Auch umgerechnet in Luxusartikel bleibt die Summe hoch: 4.350 Yachten nach Bauart des Luxusschiffs "Alexander", die der reichsten griechischen Familie Latsis gehört und auf der auch schon prominente Leute wie Prinz Charles und Ex-US-Präsident George Bush senior urlaubten. Der Urlaub von EU-Kommissionspräsident Jose Manuel Barroso auf der für 150 Mio. Dollar angeschafften Luxusyacht hatte 2005 sogar zu einem Misstrauensantrag im Europaparlament geführt, der abgelehnt wurde.
Wertschöpfung gar nicht einberechnet
Und für 500 Mrd. Euro ließen sich 3,33 Millionen Sportwägen kaufen - immerhin fast jeder 150. Europäer könnte in einen Sportwagen einsteigen und losfahren, falls das Geld in Porsche 911 Turbos angelegt werden würde. Dabei ist der Effekt durch die Wertschöpfung in Europa noch gar nicht einberechnet.
Griechenland beantragt erste Tranche
Die ersten 5,5 Mrd. Euro-Finanzspritze für die Rettung Griechenlands vom Bankrott sollen jetzt überwiesen werden. Wie es aus Kreisen des Finanzministeriums in Athen hieß, werden es zwei Beiträge des Internationalen Währungsfonds (IWF) sein: 3 Mrd. Euro zu einem Zinssatz von 1,3 Prozent und ein zweiter Betrag in Höhe von 2,5 Mrd. Euro zu einem Zinssatz von 3,30 Prozent.
Athen erwartet in den kommenden Tagen die ersten bilateralen Kredite andere Euroland-Partner in Höhe von etwa 14,5 bis 15 Mrd. Euro. Die Regierung habe die entsprechenden Anträge formell gestellt, wie es im Abkommen mit dem Internationalen Währungsfonds (IWF) der EU und der Europäischen Zentralbank (EZB) vorgesehen ist, berichtete das Staatsradio. Die ersten Rettungs- Gelder werden am 19. Mai zur Deckung von Verpflichtungen des Landes benötigt. Athen braucht bis zu diesem Datum etwa 9 Mrd. Euro.
Bis zum Jahresende sollen insgesamt 45 Mrd. Euro nach Griechenland fließen. Das gesamte Rettungspaket von IWF und EU für Griechenland umfasst 110 Mrd. Euro.

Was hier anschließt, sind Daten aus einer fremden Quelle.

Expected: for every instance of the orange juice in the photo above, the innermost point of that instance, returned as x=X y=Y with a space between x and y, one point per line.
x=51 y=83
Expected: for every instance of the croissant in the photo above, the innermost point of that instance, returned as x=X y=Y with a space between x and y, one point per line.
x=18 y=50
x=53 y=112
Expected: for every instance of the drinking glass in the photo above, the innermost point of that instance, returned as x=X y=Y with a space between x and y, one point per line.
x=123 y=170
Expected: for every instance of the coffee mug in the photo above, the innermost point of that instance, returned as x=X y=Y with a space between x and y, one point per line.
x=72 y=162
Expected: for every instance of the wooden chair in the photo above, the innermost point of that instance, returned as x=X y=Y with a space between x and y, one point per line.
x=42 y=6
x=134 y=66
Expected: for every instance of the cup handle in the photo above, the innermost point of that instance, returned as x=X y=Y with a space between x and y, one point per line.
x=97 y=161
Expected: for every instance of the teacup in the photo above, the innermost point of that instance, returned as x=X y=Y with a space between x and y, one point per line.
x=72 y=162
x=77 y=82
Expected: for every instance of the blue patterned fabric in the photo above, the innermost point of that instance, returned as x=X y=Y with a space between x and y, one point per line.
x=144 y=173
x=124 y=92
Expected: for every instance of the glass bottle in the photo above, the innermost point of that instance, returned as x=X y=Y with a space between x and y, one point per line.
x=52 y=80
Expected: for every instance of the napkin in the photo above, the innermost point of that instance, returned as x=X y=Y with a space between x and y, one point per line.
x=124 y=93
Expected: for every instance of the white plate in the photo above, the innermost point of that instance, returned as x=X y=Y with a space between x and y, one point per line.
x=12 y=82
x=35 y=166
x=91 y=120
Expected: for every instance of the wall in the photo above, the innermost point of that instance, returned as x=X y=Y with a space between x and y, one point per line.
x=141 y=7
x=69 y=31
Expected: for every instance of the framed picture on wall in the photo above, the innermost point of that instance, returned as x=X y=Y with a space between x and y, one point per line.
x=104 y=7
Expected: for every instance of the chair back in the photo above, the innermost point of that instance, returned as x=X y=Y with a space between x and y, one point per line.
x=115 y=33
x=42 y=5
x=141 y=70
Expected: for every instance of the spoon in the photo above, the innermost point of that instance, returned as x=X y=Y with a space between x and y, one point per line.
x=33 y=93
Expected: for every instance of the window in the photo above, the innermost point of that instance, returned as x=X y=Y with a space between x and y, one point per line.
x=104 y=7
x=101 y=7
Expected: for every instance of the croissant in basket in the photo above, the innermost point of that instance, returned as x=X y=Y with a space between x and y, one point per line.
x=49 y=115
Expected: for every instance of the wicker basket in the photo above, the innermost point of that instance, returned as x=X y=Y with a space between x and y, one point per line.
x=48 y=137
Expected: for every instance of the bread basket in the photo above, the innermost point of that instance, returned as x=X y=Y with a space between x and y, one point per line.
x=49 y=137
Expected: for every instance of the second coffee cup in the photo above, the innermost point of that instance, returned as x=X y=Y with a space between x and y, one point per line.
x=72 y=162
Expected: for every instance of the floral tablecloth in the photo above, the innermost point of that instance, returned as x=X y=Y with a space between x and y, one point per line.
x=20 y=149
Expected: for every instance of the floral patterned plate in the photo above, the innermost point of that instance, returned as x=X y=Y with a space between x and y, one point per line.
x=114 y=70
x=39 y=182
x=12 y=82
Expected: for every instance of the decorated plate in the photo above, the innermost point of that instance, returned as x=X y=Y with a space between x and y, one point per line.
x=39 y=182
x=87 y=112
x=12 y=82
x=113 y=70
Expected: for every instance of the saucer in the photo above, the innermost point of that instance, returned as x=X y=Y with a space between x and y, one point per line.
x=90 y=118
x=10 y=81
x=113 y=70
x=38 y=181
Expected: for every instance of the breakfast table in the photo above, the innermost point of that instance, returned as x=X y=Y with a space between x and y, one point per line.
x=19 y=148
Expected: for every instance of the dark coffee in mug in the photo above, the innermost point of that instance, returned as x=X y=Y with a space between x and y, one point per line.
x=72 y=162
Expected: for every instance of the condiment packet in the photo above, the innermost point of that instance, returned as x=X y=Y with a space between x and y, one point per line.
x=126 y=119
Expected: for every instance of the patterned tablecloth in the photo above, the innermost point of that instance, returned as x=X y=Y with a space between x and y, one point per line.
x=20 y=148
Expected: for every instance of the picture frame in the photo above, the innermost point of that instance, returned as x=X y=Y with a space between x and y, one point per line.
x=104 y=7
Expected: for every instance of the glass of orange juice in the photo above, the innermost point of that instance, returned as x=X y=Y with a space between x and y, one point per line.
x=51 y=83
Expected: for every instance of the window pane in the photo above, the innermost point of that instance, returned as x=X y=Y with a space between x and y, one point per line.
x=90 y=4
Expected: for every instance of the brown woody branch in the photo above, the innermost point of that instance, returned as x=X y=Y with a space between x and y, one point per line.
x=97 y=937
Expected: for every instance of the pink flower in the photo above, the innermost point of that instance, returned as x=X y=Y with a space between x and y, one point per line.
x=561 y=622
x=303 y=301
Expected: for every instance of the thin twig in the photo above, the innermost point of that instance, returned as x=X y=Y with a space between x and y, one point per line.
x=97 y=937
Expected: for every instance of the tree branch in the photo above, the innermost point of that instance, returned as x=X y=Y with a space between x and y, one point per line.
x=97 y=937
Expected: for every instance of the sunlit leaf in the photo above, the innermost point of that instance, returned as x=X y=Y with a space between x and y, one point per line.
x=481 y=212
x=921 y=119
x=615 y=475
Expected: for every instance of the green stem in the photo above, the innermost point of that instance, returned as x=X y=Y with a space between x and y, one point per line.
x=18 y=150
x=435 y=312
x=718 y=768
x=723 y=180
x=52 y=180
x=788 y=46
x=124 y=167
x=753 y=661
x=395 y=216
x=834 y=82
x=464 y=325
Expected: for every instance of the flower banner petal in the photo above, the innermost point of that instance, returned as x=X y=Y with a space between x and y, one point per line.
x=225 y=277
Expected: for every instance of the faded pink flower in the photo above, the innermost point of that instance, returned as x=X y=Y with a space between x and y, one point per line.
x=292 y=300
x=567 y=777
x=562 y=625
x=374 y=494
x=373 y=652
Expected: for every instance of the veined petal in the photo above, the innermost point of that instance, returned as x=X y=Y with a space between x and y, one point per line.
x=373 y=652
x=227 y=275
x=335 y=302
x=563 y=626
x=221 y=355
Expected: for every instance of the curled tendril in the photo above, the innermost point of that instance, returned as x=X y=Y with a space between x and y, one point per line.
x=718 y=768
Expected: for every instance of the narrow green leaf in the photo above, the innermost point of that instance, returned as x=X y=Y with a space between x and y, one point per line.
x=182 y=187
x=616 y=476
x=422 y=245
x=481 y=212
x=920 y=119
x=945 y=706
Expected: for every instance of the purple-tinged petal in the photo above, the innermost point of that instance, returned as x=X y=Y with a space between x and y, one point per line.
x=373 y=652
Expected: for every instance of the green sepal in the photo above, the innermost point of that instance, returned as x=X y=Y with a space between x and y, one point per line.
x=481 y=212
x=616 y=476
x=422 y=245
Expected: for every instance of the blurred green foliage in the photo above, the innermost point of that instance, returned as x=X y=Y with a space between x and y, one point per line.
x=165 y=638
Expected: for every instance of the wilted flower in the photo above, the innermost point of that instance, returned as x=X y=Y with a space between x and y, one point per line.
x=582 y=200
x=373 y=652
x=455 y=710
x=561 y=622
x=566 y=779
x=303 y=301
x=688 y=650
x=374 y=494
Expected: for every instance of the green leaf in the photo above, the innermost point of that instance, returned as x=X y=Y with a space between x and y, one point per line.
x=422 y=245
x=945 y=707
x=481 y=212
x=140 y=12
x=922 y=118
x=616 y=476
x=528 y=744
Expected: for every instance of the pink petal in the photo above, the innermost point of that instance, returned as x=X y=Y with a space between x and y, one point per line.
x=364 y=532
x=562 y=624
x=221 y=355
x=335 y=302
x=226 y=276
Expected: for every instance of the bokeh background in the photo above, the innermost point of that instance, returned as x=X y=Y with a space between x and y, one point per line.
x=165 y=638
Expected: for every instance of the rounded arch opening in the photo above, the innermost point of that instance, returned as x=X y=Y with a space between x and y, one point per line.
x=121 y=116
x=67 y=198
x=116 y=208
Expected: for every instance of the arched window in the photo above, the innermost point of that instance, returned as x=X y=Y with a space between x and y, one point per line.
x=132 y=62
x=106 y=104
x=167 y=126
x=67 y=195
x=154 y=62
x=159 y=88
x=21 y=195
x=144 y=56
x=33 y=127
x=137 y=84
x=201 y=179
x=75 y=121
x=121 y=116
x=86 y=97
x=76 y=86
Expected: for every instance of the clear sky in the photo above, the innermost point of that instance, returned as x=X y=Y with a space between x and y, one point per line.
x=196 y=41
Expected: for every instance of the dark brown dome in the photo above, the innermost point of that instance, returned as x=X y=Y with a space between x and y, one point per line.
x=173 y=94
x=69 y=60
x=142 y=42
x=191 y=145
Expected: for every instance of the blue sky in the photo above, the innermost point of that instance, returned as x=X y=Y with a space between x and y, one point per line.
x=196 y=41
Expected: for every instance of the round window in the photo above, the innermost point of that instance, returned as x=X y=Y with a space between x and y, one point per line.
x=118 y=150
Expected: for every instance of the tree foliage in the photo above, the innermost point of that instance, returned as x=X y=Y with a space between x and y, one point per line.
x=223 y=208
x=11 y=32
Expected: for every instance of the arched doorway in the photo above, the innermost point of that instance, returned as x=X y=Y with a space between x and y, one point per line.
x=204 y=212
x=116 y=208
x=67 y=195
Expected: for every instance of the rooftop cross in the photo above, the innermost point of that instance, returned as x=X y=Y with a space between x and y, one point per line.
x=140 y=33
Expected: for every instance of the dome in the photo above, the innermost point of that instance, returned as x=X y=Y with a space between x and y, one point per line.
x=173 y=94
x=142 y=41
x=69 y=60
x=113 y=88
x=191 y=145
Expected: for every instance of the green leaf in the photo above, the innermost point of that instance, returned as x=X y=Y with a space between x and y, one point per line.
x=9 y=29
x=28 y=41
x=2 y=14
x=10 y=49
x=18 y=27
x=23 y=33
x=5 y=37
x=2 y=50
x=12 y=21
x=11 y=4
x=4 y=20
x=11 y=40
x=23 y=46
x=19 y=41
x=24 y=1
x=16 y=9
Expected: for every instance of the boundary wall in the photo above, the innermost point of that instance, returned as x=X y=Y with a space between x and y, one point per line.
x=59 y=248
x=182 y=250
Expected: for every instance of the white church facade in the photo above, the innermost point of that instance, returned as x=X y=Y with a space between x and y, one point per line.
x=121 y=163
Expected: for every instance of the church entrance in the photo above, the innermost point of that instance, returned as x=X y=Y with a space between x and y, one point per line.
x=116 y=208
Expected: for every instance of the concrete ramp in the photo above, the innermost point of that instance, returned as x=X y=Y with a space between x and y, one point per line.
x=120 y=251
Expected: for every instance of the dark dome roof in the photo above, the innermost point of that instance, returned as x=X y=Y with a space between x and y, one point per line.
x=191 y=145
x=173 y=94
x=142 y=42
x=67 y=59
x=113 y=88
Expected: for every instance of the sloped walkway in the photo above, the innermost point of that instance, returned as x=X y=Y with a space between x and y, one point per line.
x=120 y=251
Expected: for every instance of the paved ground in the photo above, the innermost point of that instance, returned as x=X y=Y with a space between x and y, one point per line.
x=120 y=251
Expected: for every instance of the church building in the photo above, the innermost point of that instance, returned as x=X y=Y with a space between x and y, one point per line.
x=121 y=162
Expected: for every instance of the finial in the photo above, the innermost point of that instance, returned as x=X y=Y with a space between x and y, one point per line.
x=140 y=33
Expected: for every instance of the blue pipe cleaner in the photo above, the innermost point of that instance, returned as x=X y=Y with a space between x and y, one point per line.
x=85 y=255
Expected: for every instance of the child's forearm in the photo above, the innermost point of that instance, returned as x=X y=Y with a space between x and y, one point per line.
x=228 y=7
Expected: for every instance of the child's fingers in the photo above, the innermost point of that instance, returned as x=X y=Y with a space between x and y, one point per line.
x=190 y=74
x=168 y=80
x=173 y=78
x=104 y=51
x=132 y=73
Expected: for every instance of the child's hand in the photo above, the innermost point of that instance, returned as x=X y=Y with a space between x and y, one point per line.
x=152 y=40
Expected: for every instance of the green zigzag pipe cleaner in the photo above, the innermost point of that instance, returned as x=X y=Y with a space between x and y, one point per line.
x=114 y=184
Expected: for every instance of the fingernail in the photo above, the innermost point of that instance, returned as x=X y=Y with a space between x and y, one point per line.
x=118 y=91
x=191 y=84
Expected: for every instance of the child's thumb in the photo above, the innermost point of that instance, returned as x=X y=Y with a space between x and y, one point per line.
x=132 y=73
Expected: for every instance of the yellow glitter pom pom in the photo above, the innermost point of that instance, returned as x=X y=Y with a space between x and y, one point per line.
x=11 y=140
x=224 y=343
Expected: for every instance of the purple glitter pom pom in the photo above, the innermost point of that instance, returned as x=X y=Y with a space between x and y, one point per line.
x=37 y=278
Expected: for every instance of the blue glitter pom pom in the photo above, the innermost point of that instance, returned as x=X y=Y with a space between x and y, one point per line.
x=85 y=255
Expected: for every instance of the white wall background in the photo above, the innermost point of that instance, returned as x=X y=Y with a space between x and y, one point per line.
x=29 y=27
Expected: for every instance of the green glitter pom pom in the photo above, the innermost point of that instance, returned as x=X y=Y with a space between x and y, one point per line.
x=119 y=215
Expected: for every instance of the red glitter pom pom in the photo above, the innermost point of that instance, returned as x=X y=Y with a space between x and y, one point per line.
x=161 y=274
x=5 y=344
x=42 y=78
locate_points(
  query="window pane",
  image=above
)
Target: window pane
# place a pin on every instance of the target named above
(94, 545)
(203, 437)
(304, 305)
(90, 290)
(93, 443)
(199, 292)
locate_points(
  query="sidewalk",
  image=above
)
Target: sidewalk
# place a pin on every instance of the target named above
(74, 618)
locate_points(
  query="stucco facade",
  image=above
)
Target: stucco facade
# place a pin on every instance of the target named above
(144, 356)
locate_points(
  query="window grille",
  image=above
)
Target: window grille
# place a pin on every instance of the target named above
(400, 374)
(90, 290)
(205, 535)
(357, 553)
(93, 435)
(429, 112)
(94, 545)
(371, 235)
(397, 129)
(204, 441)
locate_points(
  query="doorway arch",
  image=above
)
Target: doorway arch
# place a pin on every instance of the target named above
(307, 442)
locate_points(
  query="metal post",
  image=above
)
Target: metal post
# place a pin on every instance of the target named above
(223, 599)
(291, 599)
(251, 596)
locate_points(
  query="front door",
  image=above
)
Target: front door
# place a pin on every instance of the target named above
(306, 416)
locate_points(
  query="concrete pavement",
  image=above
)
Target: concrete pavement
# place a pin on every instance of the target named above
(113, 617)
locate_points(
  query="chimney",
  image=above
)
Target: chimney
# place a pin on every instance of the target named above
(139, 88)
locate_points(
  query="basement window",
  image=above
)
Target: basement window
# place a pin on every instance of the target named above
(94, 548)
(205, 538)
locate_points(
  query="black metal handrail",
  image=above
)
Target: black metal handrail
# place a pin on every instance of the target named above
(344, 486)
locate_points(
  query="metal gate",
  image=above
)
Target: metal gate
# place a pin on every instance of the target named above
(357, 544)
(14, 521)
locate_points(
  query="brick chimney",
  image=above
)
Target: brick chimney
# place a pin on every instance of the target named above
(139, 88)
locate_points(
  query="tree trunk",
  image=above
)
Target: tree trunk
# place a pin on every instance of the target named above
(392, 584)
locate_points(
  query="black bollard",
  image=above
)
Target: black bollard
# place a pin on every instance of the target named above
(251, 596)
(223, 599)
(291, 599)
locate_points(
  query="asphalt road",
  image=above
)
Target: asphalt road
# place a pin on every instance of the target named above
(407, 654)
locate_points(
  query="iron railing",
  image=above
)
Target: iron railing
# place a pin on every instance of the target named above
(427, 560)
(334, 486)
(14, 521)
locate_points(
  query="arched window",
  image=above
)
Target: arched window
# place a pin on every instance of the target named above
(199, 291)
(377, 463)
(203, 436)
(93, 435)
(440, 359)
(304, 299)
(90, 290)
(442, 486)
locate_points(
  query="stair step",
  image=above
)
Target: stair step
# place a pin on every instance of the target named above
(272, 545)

EU verlangt Sparanstrengungen
Die EU-Kommission verlangt von hochverschuldeten Euro-Ländern stärkere Sparanstrengungen. Spanien, Portugal, Italien und Frankreich müssten Anfang kommender Woche in der Gruppe der Euro-Finanzminister neue Sparvorschläge noch für dieses Jahr vorlegen, sagte EU-Währungskommissar Olli Rehn dem "Handelsblatt" vom Dienstag. In Deutschland gebe es dagegen keinen sofortigen Konsolidierungsbedarf. "Deutschland gehört zu den Ländern, die mehr finanzpolitischen Spielraum haben und ihre Konjunkturprogramme deshalb länger wirken lassen können", sagte Rehn. Damit helfe die Bundesrepublik dem Wirtschaftswachstum in der gesamten Euro-Zone.
Nach Vorstellung Rehns soll die Kommission künftig nicht nur die Haushalte der Mitgliedstaaten, sondern auch deren Wettbewerbsfähigkeit stärker überwachen. "Wir müssen die ökonomischen Ungleichgewichte in der Euro-Zone beseitigen", sagte er dem "Handelsblatt". Dazu könnten volkswirtschaftliche Größen wie die Leistungsbilanz, Produktivität und Lohnstückkosten regelmäßig geprüft werden. Rehn sagte, hier sei auch Deutschland in der Pflicht, mit einer Ankurbelung der Binnennachfrage seinen hohen Handelsbilanzüberschuss zu verringern.